Et qui, mieux que Paul Biya lui-même, pour constater les mirages de ses stratégies de développement et de gouvernance ? «Nous avons encore sans aucun doute des marges de progression pour améliorer l’efficacité de notre politique économique. Nous disposons d’une stratégie pour la croissance et l’emploi qui indique la voie à suivre pour atteindre nos objectifs. Mais d’où vient-il donc que l’action de l’Etat, dans certains secteurs de notre économie, paraisse parfois manquer de cohérence et de lisibilité ? Pourquoi, dans bien des cas, les délais de prise de décision constituent-ils encore des goulots d’étranglement dans la mise en œuvre des projets ? Comment expliquer qu’aucune région de notre territoire ne puisse afficher un taux d’exécution du budget d’investissement public supérieur à 50% ? Enfin, il est permis de s’interroger sur l’utilité de certaines commissions de suivi de projets, qui ne débouchent sur aucune décision», soliloque-t-il, dans son message à la nation du 31 décembre 2013.

Autre aveu d’impuissance du même, le 10 septembre 2019 : «En fait, il y a lieu de reconnaitre, au plan général, que la nature humaine est ainsi faite qu’il n’y aura jamais assez de postes de responsabilité pour satisfaire toutes les régions, tous les départements, les arrondissements, les villes, villages, familles et citoyens de notre pays.
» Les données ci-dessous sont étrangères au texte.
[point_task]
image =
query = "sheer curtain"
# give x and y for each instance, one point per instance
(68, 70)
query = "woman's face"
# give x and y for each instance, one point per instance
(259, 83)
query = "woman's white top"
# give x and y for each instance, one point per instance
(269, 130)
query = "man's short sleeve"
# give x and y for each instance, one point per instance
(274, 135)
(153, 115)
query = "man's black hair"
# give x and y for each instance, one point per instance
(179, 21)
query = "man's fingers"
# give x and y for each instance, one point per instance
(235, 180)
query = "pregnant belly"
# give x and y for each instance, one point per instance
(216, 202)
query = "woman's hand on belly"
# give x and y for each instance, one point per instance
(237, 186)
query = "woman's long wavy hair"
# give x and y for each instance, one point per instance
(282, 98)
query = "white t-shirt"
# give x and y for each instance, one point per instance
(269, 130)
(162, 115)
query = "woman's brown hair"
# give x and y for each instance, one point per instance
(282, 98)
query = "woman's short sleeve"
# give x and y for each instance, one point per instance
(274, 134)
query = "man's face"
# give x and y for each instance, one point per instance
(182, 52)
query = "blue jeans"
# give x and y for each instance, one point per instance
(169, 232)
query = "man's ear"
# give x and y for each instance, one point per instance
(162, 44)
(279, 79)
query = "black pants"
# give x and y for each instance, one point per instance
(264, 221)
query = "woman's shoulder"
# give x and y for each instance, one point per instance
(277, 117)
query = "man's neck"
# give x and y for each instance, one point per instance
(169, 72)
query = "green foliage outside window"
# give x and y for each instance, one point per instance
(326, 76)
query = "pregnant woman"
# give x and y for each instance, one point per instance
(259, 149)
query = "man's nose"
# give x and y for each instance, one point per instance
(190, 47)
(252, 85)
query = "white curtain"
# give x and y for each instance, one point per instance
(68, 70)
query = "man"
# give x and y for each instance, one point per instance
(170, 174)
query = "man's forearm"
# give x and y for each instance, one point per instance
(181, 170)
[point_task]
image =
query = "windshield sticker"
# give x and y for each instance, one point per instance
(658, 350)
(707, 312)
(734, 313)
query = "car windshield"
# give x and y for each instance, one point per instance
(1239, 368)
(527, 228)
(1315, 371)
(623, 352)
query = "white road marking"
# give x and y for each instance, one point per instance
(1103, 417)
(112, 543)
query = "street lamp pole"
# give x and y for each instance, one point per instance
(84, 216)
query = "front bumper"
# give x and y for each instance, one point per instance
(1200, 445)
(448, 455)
Chaque choix continuera de provoquer de la joie lorsque l’on sera distingué et de la tristesse lorsqu’on ne le sera pas. Il est cependant indispensable que nos mentalités évoluent sur ce point. S’il est nécessaire de tenir compte de l’équilibre régional dans des pays neufs, à la structuration sociologique diverse tel que le nôtre, il est indispensable de rappeler que les Ministres et autres responsables ne sont pas nommés seulement pour servir leurs régions, leurs villages ou leurs familles, mais l’ensemble de la communauté nationale. Ils doivent être au service de l’intérêt général et non des intérêts particuliers. C’est pourquoi, depuis mon accession au pouvoir, je n’ai cessé et je ne cesserai de mener, avec acharnement, la lutte contre la corruption et les détournements de fonds publics et de promouvoir la bonne gouvernance.» Fermez le ban.